Can someone provide me with an example of a circuit having a buffer on the output of the IR2110? I always see the IR2110 connected straight to the gate of the FET through the gate resistor.
 

Yes. I investigated my PWM signals with the scope. I previously had my dead-time set to about 4 clock cycles (72mhz clk), and the FDP2532 datasheet has a total on-off delay of about 250us, which translates to about 20 clock cycles. I can now spin the motor up to 35v, under load, without failure. It wont go much faster without crashing the MCU due to noise on the hall-effect sensor lines (but that's a different matter). It's not guaranteed, since I only tested for about 30min, but it's a huge improvement. I'd say the problem likely was the deadtime.

I had thought that too-little deadtime would cause enough shoot-through current to make the FETs hot, as this was my experience in the past. I hadn't imagined that it could kill them so suddenly while they were cold, and with a small enough current as not to register on my power supply. I'm now the wiser for it thanks to everyone's help.

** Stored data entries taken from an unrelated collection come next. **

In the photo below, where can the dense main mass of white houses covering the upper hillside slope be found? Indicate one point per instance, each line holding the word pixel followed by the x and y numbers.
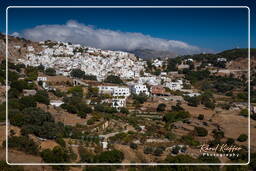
pixel 64 57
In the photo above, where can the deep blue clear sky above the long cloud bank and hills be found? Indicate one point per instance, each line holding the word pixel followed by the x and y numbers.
pixel 214 29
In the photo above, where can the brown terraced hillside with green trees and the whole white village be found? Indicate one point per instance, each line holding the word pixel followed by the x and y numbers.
pixel 109 106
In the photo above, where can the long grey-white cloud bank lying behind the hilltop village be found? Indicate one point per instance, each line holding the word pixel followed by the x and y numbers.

As for the capacitors, film capacitors and ceramic capacitors cannot achieve nearly the same density of farads as electrolytics. Using the minimum number of film caps, especially at lower frequencies, would take up more space then the whole rest of the device. Tantalum capacitors are an option, but they are far too expensive to practically replace electrolytics in power levels this high. They also have a danger of thermal runaway.

first of all i am happy for you and your sucess with the circuit
second , i must tell you that your point on film is worng !!
film are more expensive and have lower capacitance , but the have higher current capability and higher voltage ratings
so if you need 2000uF electrolytic with 5A ripple current , you can replace by 100uF film with 10A current ripple
did u get the point ?? its not about the micofarads , it about the current ripple

third : the 220ohm resistor is used to slow down the turn on of the mosfet and the antiparallel diode is used to ensure fast turn off . because mosfets usually turn on fater than they are turned off , so this balances the effect
and 220ohm is very high !! unless you are paralleling mosfets then is is divived by this number .
hope this helps
good luck
 

2A output curent isn't listed under maximum ratings, it's the specified minimal short circuits current, typical current is 2.5 A. It's also noted that it's allowed to flow for 10 µs as a single pulse. This clarifies that the driver has no problems to operate against capacitive loads that are effectively shorting it for a few 10 ns.

The maximum rating of practical interest is the allowed poster dissipation. Adding a gate resistor will beside other effects reduce the driver power dissipation, even in "constant current" region of output characteristic.